A quarta parte do livro leva-nos já para a re-localização destas famílias na Europa, em Portugal. E é aqui que as coisas da casa ganham luz própria. É na estranheza da re-localização num Portugal em nada africano que as coisas da “casa de lá” ganham uma profundidade afetiva e significante que, quando “lá”, não tinham. E “coisas de casa” há muitas… tantas que Rosales, tendo que as segmentar por tipologias (que são: opções decorativas: mobiliários e outros objetos domésticos; práticas alimentares; consumos específicos: literatura, música e artes plásticas) parece depois ter dificuldade em produzir uma interpretação que, alimentando-se daquelas, as ultrapasse. Talvez uma das situações em que Rosales mais consegue fazer esse avanço é quando identifica nas opções decorativas de algumas destas famílias (de raiz europeia) das suas casas no Portugal europeu, a inclusão de um elemento que no contexto do Moçambique colonial era desconsiderado: a pequena estatutária africana que funciona agora como mnemónica da África que se teve que deixar. A última secção do livro, a brevíssima Conclusão, faz também este esforço (bem sucedido) de ir para além da segmentação que o trabalho de análise e recolha implicou. Mas teria sido desejável que o espírito que presidiu a estas três páginas de conclusão se tivesse alongado em mais.

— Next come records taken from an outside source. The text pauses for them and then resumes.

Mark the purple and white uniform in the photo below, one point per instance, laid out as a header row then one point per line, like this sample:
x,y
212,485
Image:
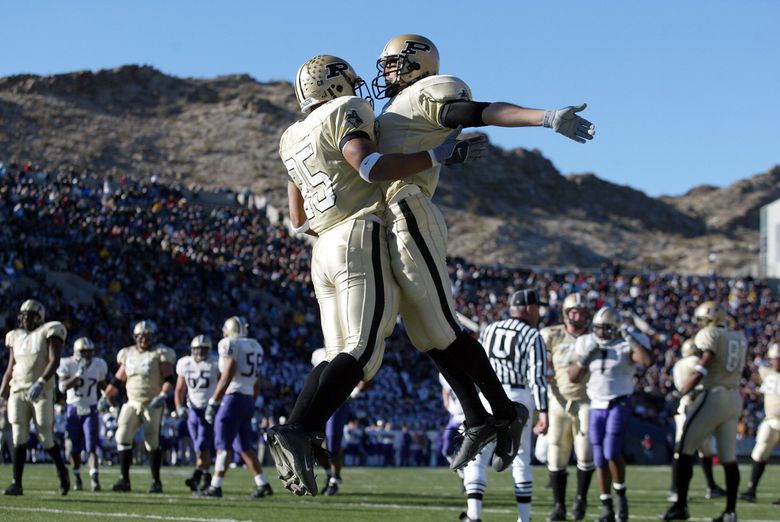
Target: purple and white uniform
x,y
201,378
233,423
609,389
82,419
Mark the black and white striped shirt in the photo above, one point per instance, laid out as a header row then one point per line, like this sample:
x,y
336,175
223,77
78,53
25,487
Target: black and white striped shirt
x,y
519,356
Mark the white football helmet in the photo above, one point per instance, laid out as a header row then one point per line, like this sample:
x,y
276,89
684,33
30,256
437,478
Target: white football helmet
x,y
235,327
83,348
571,302
200,347
414,58
606,324
710,313
324,78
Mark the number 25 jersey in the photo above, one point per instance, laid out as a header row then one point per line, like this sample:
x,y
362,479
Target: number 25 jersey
x,y
248,355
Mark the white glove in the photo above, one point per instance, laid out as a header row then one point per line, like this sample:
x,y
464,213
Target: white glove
x,y
453,151
157,402
35,390
565,121
211,411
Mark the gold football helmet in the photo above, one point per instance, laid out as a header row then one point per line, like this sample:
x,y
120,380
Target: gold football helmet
x,y
83,348
689,348
571,302
413,56
200,347
235,327
710,313
324,78
606,324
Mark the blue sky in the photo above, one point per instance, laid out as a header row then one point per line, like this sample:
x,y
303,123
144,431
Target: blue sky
x,y
682,93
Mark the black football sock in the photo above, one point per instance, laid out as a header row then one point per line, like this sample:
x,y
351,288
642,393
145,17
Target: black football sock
x,y
155,462
583,482
462,385
706,466
304,399
337,381
558,483
20,455
125,458
56,456
473,360
732,485
684,474
755,475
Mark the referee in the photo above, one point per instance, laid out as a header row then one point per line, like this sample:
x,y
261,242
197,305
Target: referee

No início desta recensão, foi apontado como motivo de contentamento pela publicação deste livro o facto de ele versar sobre uma realidade social que tem vivido silenciada no Portugal do presente. Sendo isto verdade, a obra em questão não deixa, de certo modo, de paradoxalmente (e provavelmente de forma involuntária) colaborar com esse silêncio. É o caso já aqui referido da despersonalização das vozes apresentadas (os sujeitos reais ficam assim só categorias sociológicas), mas é também o caso da descentralização do afeto/emoção nas narrativas. Não é só o facto de as casas e suas coisas serem formatadas e taxonomizadas pelas categorizações do pensamento científico, mas é mais como a emoção da enunciação (que tem que ter existido) é retirada ou eufemizada. Nada nos é dito da emoção com que estas conversas decorreram para além da caracterização de Rosales como sendo registos de modo “intenso”. Adicionalmente, sendo este um livro que se apresenta como pretendendo integrar “os estudos sobre cultura material e consumo na discussão dos projetos migratórios decorrentes do colonialismo português no século XX (p. 387) – objetivo que cabalmente cumpre – é ele também, e claramente na sua parte etnográfica, um livro sobre o feminino. E dentro desta oportunidade semi-perdida de furar o silêncio sobre este passado/presente, bem como deste sublinhar do feminino que não é feito no livro, referenciar aqui, e somente a título de exemplo, um rememorar específico desses tempos avassaladores de diferenças várias em que, no quotidiano da compra nos mercados e perante os víveres diferentes e desconhecidos, uma das mulheres deste estudo fala de não saber o que fazer com eles, do como os cozinhar: “Tinha que perguntar às vendedoras (…) tive que aprender a cozinhar esses alimentos (…) e o modo como os cozinhamos hoje é ‘à portuguesa', porque foi assim que nos ensinaram cá” (p. 346). E podemos só imaginar as possíveis frustrações das tentativas na cozinha até conseguir cozinhar bem, e bem alimentar a família que se senta à mesa… Considerar a emoção teria enriquecido este ambicioso e inovador estudo.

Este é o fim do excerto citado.